I put down my drink.
“She’s not a freak,” I said defensively. “I know you think she’s weird, but she’s a good person. She’s never been anything but sweet to you.”
“Oh, I don’t doubt that she’s a good person,” Jeff said. “And yes, she’s been very nice to me. But the girl is obviously out of her mind.”
“Why?”
“Well, to start, look at what she wears. She always looks like she’s dressed up for some costume ball happening inside her own head.” I could tell he was drunk, and figured I’d give him a pass on that one.
“She’s just—I don’t know, she’s fashionable,” I said lamely, hoping he’d get off this track.
“Fashionable. Right. Or she dresses like she just escaped from the mental ward. Also, she’s so into Delilah that it’s fucking creepy.” Okay, that pissed me off.
“It’s not creepy,” I protested. “They really care about each other. I’ve spent way more time with them than you have.”

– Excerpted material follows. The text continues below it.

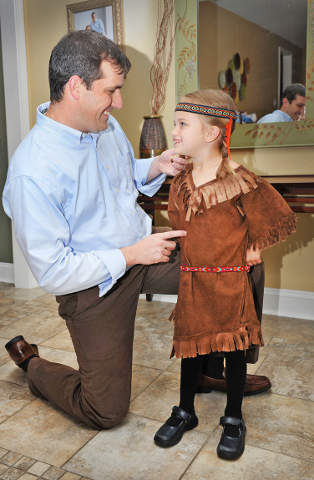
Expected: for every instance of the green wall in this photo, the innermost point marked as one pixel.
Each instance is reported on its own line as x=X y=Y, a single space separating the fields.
x=5 y=223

“Teddy told me Delilah spends all day, every day, at Jacinta’s house and won’t talk about her day when she sees him at night.”
“Well, that’s Delilah’s choice, not Jacinta’s.”
“Jacinta is obsessed with her. It’s fucked up. You see how they are together. I bet they’re even weirder when they’re by themselves. I mean, look at that.” He pointed out the window. “That’s not normal.”
“What about Delilah? She seems just as into it as Jacinta,” I said.
Jeff gave a dismissive wave of his hand. “Delilah’s playing the same game she always plays when she’s pissed at Teddy,” he said. “Usually she starts hanging out with some poor guy who totally worships her. Finally, after Teddy flips out and beats the shit out of the kid, she comes back around and starts acting like a girlfriend again. I guess this summer she decided to get creative, get a female barnacle. Interesting move on her part, I have to say, but this whole thing has gotten old.” As if to illustrate his point, he stifled a boozy yawn.
“Maybe they actually love each other,” I blurted out, my face heating up. “Ever thought of that? Sometimes real human beings have actual genuine feelings for one another.” I hadn’t meant to say it, but he was pissing me off with his condescending attitude.
He looked at me and gave a surprised laugh. “Love each other?”
I nodded. He laughed again.
“You think Delilah Fairweather would love somebody like her? She’s Delilah’s pet for the summer, someone for her to play with. She’ll be gone as soon as the summer ends.”
“I just don’t understand how you can talk about Jacinta like this when you’ve been so nice to her face,” I said. At this, Jeff cracked up again.
“Oh my God,” he said, cackling. “That is adorable. Sometimes I forget you’re from Chicago.” He tried to wrap me in his arms, but I resisted. I was no longer in the mood to excuse his behavior by remembering that he’d had one too many.
“What is that supposed to mean?” I demanded.
He was clearly irritated that I had pushed him off. “Look, maybe you live in some cutesy, perfect little world where everyone is one hundred percent honest all the time, but in the real world, sometimes people act one way when they feel another way. What am I gonna do, tell the girl to her face I think she’s crazy?”
“Maybe don’t talk shit about her,” I said testily.
“Maybe don’t act like Jacinta Trimalchio is your best friend forever,” Jeff said. “You just met her, too. What do you even really know about her?”
“What do I even really know about you?” I shot back. “I just met you, too.”
“You’re acting nuts,” Jeff said. “Is this like some kind of PMS situation?”
“You have got to be kidding me.”
“Of course I’m kidding!” He smiled at me and poked me in the arm. “I’m trying to make you laugh.”
“Well, talking about my period is not the way to do it. And no, it’s not a PMS situation. I just think you’re being an asshole.”